May 23rd, 2019 at MESH
Time: 10:00 Length: 45 minutes
Fully Automated Luxury Malware Detection: the good, the bad and the ugly of malware detection with machine learning.
The old days of examining samples, creating signatures and deploying rules-based detection engines will soon be relegated to the dustbin of history as we welcome our new machine learning security overlords. Or will they? While there is no shortage of articles about how AI (the marketing speak for machine learning technologies) will revolutionize everything from beer brewing to the way we consume cat videos and secure our computer systems, the reality of doing malware detection and analysis with machine learning models is far from a fully automated luxury security utopia. This talk will give an introduction to the field of machine learning from the perspective of malware analysis and detection. We will examine previous attempts to build and train classifiers that can classify previously unseen malware samples, the lessons learnt and the hurdles that are currently preventing the field from progressing.
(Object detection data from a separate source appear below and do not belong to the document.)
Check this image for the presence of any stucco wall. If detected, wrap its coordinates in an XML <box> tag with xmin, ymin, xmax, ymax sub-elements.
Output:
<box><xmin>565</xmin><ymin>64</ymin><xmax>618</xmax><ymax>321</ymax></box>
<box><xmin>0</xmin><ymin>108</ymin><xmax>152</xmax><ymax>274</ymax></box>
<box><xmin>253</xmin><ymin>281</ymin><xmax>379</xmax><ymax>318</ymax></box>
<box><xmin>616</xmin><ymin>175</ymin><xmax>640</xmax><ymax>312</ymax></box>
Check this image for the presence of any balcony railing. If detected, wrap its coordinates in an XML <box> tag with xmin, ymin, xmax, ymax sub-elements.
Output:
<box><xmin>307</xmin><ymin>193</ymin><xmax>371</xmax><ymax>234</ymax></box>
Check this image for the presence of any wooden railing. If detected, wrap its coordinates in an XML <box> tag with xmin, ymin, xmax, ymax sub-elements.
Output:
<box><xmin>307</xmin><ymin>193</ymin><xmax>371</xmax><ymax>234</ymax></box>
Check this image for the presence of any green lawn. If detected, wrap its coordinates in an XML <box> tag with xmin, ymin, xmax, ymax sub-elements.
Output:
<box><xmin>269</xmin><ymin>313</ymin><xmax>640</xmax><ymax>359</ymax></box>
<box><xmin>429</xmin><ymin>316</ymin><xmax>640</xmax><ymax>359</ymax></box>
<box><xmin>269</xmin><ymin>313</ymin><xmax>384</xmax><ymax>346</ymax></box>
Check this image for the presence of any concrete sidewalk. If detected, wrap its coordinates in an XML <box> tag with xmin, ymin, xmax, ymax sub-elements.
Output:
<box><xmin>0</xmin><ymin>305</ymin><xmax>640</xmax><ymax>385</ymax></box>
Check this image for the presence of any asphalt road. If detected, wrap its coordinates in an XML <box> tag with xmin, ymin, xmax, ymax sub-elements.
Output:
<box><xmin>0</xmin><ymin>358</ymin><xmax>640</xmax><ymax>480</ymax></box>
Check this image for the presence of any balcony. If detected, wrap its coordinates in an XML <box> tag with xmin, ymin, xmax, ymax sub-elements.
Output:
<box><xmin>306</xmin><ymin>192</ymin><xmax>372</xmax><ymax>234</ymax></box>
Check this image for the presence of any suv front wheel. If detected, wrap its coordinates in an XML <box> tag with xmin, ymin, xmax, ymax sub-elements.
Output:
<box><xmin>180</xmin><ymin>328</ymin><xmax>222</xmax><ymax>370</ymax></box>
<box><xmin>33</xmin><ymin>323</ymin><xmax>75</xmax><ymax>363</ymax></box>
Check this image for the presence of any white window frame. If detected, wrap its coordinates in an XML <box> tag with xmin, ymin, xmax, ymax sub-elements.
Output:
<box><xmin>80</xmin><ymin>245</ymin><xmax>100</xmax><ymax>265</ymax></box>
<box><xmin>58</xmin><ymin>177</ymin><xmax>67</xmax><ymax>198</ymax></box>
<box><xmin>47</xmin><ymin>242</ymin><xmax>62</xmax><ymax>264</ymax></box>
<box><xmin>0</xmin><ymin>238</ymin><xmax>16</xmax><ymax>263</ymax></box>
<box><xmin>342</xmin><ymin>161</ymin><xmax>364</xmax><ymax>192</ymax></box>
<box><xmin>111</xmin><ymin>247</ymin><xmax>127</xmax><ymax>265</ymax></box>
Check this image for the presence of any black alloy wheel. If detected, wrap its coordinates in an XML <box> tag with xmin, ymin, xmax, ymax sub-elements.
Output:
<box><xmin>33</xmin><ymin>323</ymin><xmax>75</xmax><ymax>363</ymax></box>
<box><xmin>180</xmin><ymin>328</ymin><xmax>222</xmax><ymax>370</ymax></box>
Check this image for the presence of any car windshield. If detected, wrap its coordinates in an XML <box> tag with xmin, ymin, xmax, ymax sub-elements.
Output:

As a closer case study, we will examine Endgame’s open source EMBER dataset - a collection of data about 1.1 million malicious and benign Windows PE files - and learn about the kinds of features one can compute from PE files, how these features can be used to train classifiers that can predict maliciousness of previously unseen samples and what this all means for a potential future of Fully Automated Luxury Malware Detection.
By day, Camilla works as a software engineer in the Machine Learning group at Elastic. By night, she pokes at curious looking Mirai samples and polishes her reverse engineering skills.